Après une baisse enregistrée entre 2008 et 2013, le nombre de personnes tuées par la police dans l’État de Rio de Janeiro a presque doublé ces trois dernières années, selon les données de l’Institut de la sécurité publique. En 2014, 580 personnes ont été tuées par la police. De janvier à novembre 2017, on en a recensé 1 048. Au cours des 10 dernières années (2008-2017), le nombre total d’homicides imputables à la police a dépassé 7 500.

«  Le policier ne tire pas sur la gâchette tout seul. Il existe une chaîne de commandement derrière lui et une justice pénale qui ne remplit pas son devoir – c’est le moins que l’on puisse dire – s’agissant d’enquêter sur les homicides illégaux imputables à des policiers et de poursuivre les responsables en justice.

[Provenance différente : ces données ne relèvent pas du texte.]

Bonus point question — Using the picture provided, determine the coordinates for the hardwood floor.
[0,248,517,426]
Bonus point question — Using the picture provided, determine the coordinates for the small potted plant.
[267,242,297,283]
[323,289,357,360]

L’État et le système de justice pénale, en particulier le bureau du procureur, doivent exercer leur mandat et mettre en œuvre des mesures urgentes et définitives afin de mettre un terme aux homicides imputables à la police et de garantir la justice et des réparations pour les familles des victimes », a déclaré Jurema Werneck.

Le fils d’Edméia, Luiz Henrique, avait 16 ans lorsqu’il a été, avec 10 autres personnes, victime d’une disparition forcée le 26 juillet 1990. Cette affaire est connue sous le nom des « homicides d’Acari » (Chacina de Acari), car la plupart des victimes habitaient la favela d’Acari, dans la ville de Rio de Janeiro. Le groupe d’amis, des adolescents pour la plupart, séjournait dans une maison dans la ville voisine de Magé, lorsque des hommes qui se sont présentés comme des policiers les ont emmenés dans un lieu tenu secret. Après leur disparition, leurs familles ont commencé un long combat pour la vérité et la justice : l’Association des Mères d’Acari était née.

Edméia comptait parmiles membres les plus actifs et les plus connus, se consacrant avec courage à faire toute la lumière sur ce qui était arrivé à son fils et ses amis. Elle a été assassinée dans le parking de la station de métro de Praça Onze, après avoir rendu visite à un détenu à la prison d’Hélio Gomes, dans le quartier d’Estácio à Rio de Janeiro. D’après les investigations officielles, elle a été tuée parce qu’elle aurait obtenu de nouvelles informations permettant de révéler le lieu où se trouvaient les jeunes disparus.

La procédure intentée dans le cadre du meurtre d’Edméia traîne dans le labyrinthe de la justice pénale depuis 1998, sans apporter de réponses concluantes. Ses assassins présumés – notamment un officier de haut rang de la police militaire et un ancien membre du Congrès de l’État de Rio de Janeiro – n’ont pas été inculpés avant 2011. Fin 2014, un juge a statué, lors de la phase précédant le procès, que sept hommes accusés de son homicide devaient être jugés par un jury pour homicide volontaire (homicídio doloso). Les accusés ont fait appel de cette décision, mais on ignore si ce pourvoi sera déclaré fondé. Vingt-cinq ans après la mort d’Edméia, personne n’a encore été jugé.

En 1994, Amnesty International expliquait, dans un rapport intitulé Au-delà du désespoir : un programme pour les droits de l’homme au Brésil, que les services de renseignement de la police militaire avaient identifié des policiers militaires et civils soupçonnés d’avoir perpétré les « homicides d’Acari ». L’enquête a révélé que ces policiers s’étaient livrés à des opérations de racket ciblant certaines des victimes, dont les dépouilles n’ont jamais été retrouvées.

D’après le livre intitulé Mothers of Acari : the story of a fight against impunity, certains des responsables des disparitions étaient liés à l’escadron de la mort des « Chevaux de course » (Cavalos Corredores), un lien corroboré par les témoignages recueillis à l’époque par Amnesty International. L’organisation a également appris que les autorités ont pu gêner l’enquête en recherchant de manière désordonnée les cadavres dans de possibles décharges. En 2010, l’affaire des « homicides d’Acari » a été close, sans que de poursuites n’aient été engagées.